So Far

Crosby Stills Nash and Young

1974: Atlantic 82648-2


  1. Déjà Vu
  2. Helplessly Hoping
  3. Wooden Ships
  4. Teach Your Children
  5. Ohio
  6. Find the Cost of Freedom
  7. Woodstock
  8. Our House
  9. Helpless
  10. Guinnevere
  11. Suite: Judy Blue Eyes

It’s hard to know where to start commenting on this particular album. I suppose I must confess first of all that I don’t yet own the actual CSN-and-sometimes-Y albums that preceded this, and that until I gave in to my long-time craving for “Southern Cross” and acquired the Daylight Again CD it was the only CSN-etc. album I had. I’m very attached to this, and to all memories it evokes for me personally, but I’m also very attuned to the moments it captures: I cannot listen to “Ohio” without raging furiously about the senseless National Guard murders at Kent State (and significantly the lack of apology or acknowledgement of wrong by anyone responsible or in power).

OK, now that that’s out of the way, I’ll jump through the tracks with quick reactions. Screw the track order, it’s not especially helpful in this case (although I concede that it works well for the album itself), let’s start with “Woodstock,” which is so fucking brilliantly reworked from its original forlorn and transiently-distracted version that it’s hard to believe they’re actually the same song (sorry, Joni—you’re one of my musical idols and I love almost everything you’ve ever created, but CSNY turned this song from a dirge into a mighty temple of glorious appreciation for what you were vaguely referring to—not just transformation from caterpillar to butterfuly but on beyond that to eagle, really). This is for me one of the greatest encapsulations of the 1969–1970 moment and of the CSNY collaboration itself, with their voices shining in such beautiful parallels and tangents that it leaves me gasping at times…I swear, I feel wings are about to burst out of my shoulderblades when I play this loudly.

“Guinnevere” is beautiful in much the same way, actually, but at a much slower tempo, and for me personally it’s forever intertwined with memories of the Renaissance Faire at Whitman College, when I could wear moccasins and loose white cotton tunic-like shirts with embroidered edging and such and enjoy the appreciation so many others shared for that gentle theatricality and other-ness that transcended our pathetic Walla Walla reality at the end of the 1970s. But I digress.

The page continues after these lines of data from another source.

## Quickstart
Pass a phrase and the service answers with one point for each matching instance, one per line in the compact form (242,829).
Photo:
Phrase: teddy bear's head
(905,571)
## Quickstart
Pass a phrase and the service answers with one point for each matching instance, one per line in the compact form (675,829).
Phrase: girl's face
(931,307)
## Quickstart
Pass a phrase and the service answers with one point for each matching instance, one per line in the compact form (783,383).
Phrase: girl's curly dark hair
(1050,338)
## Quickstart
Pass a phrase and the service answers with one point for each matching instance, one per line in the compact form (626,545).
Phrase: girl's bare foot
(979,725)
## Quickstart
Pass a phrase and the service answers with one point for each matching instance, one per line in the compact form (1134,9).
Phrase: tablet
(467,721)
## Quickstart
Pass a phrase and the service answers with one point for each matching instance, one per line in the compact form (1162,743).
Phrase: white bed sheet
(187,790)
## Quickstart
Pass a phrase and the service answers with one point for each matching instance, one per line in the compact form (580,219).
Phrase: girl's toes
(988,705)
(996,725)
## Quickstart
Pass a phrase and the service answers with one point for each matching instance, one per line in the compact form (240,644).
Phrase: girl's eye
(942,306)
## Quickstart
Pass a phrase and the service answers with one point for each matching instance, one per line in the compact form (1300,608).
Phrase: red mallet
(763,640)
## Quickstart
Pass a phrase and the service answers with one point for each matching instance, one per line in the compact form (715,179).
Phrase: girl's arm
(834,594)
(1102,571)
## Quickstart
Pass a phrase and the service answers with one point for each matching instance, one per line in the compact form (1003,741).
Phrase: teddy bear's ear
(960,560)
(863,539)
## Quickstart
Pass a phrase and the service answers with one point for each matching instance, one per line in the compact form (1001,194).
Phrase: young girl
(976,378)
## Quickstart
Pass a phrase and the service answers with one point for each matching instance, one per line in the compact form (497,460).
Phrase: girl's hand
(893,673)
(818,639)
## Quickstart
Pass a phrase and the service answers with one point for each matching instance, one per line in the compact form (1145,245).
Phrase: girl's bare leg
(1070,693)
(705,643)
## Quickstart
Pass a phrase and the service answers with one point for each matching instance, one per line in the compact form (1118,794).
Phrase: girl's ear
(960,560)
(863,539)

“Ohio,” well, I said the key thing above, but I’ll add that it’s a wonderfully grungy snapshot of blue jeans and alarmingly heightened tensions; the fact that acoustically this recording is almost appalling when it comes to the vocals just underlines the urgency of its creation, and I don’t fault it for that. “Find the Cost of Freedom” could hardly have been placed after any other track. “Our House,” on the other hand, gives me cavities, and “Teach Your Children Well” may be good advice but it hits me with too much bitter irony now as I see so many people who grew up having heard this song now raising their children ATROCIOUSLY (if you’ve watched parents jaywalk with their toddlers you’ll know what I mean for starters). And “Helpless” makes me want to slash my wrists just to be spared ever again having to hear Neil Young singing solo…his “Heart of Gold” is equally repulsive to me, but that’s largely because of a lousy show I ran Sound for back in the 1980s.

I always thought “Déjà Vu” was a weird choice for starting this album, but then as I said I didn’t have a CSNY concept outside of So Far, so I’m not sure how perfect a choice that might have been. “Helplessly Hoping” doesn’t strike me as “bad,” exactly, but I’m entirely too aware of the songwriting craft that went into it when I play it and get distracted by all the alliteration, for example. “Wooden Ships” has just never quite touched me, possibly because the recording quality is ghastly when you hear it on headphones. Also, I get it mixed up with “Déjà Vu” because of the post-apocalyptic preachy tat of the former and the past-lives preachy tat of the latter. Don’t get me wrong, I don’t necessarily disbelieve either of those perspectives in general, it’s just that I bridle at preachy presentation of anything, even good and true stuff. Especially if it ruins a gorgeous little bit of musical composition.

Let’s see, that leaves just the final track, “Suite: Judy Blue Eyes,” to cover, doesn’t it? There’s not much to add to everything that’s already been written or said about this one, and I’m no keeper of insights and secret gossipy details, just someone who’s heard it countless times and still finds himself enchanted by the array of flowers laid down here for Judy Collins. I mean, Stills might as well have been writing a dozen sonnets. I suppose in a way this track is a gentle and unhurried form of musical cubism, with the same subject arrayed abstractly from various perspectives but never as an all-out portrait. Of course it should be said that Judy Collins herself is much more than even this effusive tribute suggested.